Training for the K5 Belt
Cambodia is still one of the most landmine-affected countries in the world. Over 64,000 landmine and other explosive remnants of war (ERW) casualties have been recorded in Cambodia since 1979. With over 25,000 amputees, Cambodia has the highest ratio of mine amputees per capita in the world.
A recent baseline survey of 12 districts revealed that 1,914,818 m2 of land surface is contaminated by landmines and ERW. In addition, at least 26 million explosive submunitions were dropped on Cambodia during the Vietnam war, mostly in Eastern and North-Eastern areas bordering the Lao people’s democratic republic and Vietnam. The bombing is estimated to have left between 1.9 million and 5.8 million cluster munitions remnants.
Belgian NGO Apopo, who have been training African giant poached rats in Tanzania, Angola and Mozambique to detect explosives and tuberculosis, invited me to document their training process as 3 mine detection rat (MDR) handlers drafted from Africa, taught a cmac demining platoon how to locate landmines and uxo using african giant poached rats. The demining project between CMAC and Apopo will be targeting 6 northwestern districts close to the infamous “K5 belt”.

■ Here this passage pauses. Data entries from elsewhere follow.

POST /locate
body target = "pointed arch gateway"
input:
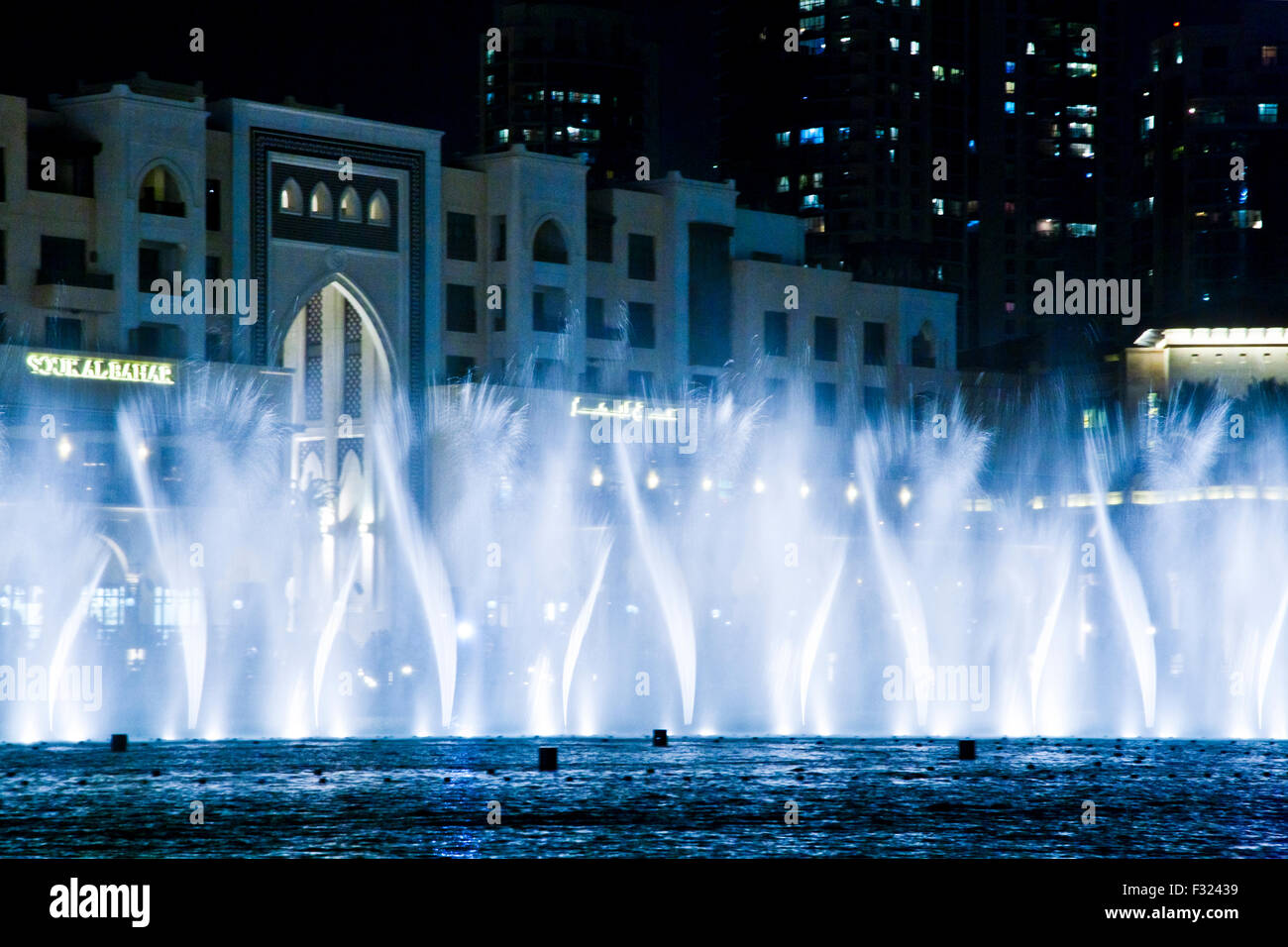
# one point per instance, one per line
(342, 368)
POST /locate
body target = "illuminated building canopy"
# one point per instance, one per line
(101, 368)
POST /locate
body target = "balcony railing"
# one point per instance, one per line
(90, 281)
(150, 205)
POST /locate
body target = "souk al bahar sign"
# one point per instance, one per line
(101, 368)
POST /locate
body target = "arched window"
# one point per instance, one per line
(351, 208)
(377, 210)
(320, 201)
(160, 193)
(291, 198)
(923, 347)
(549, 245)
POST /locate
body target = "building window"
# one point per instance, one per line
(599, 237)
(874, 403)
(63, 333)
(639, 382)
(377, 209)
(776, 334)
(462, 244)
(640, 257)
(776, 395)
(595, 325)
(546, 316)
(160, 193)
(460, 309)
(498, 313)
(351, 392)
(290, 200)
(922, 354)
(549, 247)
(313, 359)
(351, 208)
(546, 372)
(320, 201)
(824, 339)
(459, 368)
(498, 237)
(874, 343)
(214, 210)
(824, 403)
(640, 330)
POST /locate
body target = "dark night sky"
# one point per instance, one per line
(413, 63)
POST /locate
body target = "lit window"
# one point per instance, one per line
(349, 205)
(377, 209)
(320, 202)
(291, 200)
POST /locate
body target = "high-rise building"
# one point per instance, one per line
(1209, 205)
(572, 78)
(956, 145)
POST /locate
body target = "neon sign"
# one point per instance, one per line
(101, 368)
(626, 410)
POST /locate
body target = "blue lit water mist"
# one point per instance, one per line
(1048, 574)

The K5 is one of the densest concentrations of mines on the planet and causes a significant proportion of Cambodia’s mine casualties. The K5 runs along the entire 750km length of the Cambodia-Thai border. In partnership with CMAC, land is released (through demining and survey) for casualty reduction, agriculture, resettlement and other infrastructure development (roads, wells, ponds and schools).